From the treatment of the production of surplus-value, so far, it follows that not every sum of money, or of value, is at pleasure transformable into capital. To effect this transformation, in fact, a certain minimum of money or of exchange-value must be presupposed in the hands of the individual possessor of money or commodities. The minimum of variable capital is the cost price of a single labour-power, employed the whole year through, day in, day out, for the production of surplus-value. If this labourer were in possession of his own means of production, and were satisfied to live as a labourer, he need not work beyond the time necessary for the reproduction of his means of subsistence, say 8 hours a day. He would, besides, only require the means of production sufficient for 8 working-hours. The capitalist, on the other hand, who makes him do, besides these 8 hours, say 4 hours’ surplus-labour, requires an additional sum of money for furnishing the additional means of production. On our supposition, however, he would have to employ two labourers in order to live, on the surplus-value appropriated daily, as well as, and no better than a labourer, i.e., to be able to satisfy his necessary wants. In this case the mere maintenance of life would be the end of his production, not the increase of wealth; but this latter is implied in capitalist production. That he may live only twice as well as an ordinary labourer, and besides turn half of the surplus-value produced into capital, he would have to raise, with the number of labourers, the minimum of the capital advanced 8 times. Of course he can, like his labourer, take to work himself, participate directly in the process of production, but he is then only a hybrid between capitalist and labourer, a “small master.” A certain stage of capitalist production necessitates that the capitalist be able to devote the whole of the time during which he functions as a capitalist, i.e., as personified capital, to the appropriation and therefore control of the labour of others, and to the selling of the products of this labour....

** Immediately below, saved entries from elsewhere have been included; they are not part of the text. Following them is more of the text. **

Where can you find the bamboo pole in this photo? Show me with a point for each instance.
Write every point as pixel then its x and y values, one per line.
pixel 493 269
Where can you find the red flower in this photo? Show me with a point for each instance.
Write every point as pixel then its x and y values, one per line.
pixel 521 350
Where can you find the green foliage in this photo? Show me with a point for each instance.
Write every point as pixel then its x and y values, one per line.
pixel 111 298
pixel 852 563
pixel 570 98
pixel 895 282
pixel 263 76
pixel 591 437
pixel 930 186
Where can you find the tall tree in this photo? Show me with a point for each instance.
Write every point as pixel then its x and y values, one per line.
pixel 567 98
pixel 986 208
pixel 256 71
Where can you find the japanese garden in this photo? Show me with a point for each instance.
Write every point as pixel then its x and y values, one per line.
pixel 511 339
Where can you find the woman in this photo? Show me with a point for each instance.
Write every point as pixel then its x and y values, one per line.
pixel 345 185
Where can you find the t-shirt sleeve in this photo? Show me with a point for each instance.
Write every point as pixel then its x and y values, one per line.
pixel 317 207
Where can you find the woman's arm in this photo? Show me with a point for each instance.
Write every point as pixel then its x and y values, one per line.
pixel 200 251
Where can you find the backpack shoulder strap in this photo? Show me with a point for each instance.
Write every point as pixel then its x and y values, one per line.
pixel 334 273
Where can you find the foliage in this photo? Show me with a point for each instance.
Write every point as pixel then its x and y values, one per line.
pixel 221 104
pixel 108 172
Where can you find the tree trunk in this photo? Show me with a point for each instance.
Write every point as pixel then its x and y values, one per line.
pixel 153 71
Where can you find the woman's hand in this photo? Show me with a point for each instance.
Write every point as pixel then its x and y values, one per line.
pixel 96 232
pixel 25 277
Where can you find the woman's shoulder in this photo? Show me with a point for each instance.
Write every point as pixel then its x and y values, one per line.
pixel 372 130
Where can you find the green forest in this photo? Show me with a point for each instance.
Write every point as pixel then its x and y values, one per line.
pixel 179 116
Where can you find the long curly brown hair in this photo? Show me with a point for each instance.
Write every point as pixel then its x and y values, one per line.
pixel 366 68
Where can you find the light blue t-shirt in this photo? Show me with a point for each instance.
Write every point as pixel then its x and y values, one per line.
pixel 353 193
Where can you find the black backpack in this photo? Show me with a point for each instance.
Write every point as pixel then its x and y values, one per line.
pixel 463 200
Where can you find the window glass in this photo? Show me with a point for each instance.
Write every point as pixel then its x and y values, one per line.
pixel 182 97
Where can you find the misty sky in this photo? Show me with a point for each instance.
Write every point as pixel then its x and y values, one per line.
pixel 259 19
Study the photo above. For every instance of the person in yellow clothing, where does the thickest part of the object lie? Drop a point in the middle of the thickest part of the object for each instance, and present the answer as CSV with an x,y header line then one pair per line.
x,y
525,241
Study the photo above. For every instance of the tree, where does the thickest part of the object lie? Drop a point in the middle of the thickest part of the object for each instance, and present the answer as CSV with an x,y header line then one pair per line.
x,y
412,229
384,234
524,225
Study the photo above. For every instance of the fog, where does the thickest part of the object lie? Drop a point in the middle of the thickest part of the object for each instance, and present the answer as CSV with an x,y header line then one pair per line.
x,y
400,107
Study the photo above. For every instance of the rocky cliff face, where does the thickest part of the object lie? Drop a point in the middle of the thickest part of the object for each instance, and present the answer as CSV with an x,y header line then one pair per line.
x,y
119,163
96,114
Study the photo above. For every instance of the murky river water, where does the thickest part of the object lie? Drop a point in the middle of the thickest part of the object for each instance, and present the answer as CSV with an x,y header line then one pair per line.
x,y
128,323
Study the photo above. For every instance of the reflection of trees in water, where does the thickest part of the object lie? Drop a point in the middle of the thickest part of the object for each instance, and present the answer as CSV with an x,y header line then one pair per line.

from Capital/Das Kapital Vol 1, Chapter 11

[–] ClimateChangeAnxiety@hexbear.net 7 points 5 months ago

This is especially true with landlords.

At least my corporate landlords have maintenance staff and mostly follow the law. No one I interact with at my corporate owned apartment would personally benefit by my AC not getting fixed, they work 9-5 and just do their jobs.

When I had a small landlord who just owned a condo she rented out, she fucking sucked. Any time something would break she’d try to fix it herself first and it took forever, she didn’t give proper warnings about needing to enter, shit like that.

[–] NoLeftLeftWhereILive@hexbear.net 4 points 5 months ago

All my worst employers were these. And they didn't exactly excel at solidarity with covid, but sure expected it from everyone else. The erosion of safety measures was organized loudly by all the small gyms (glorified landlordism) and other such places, at least where I am from.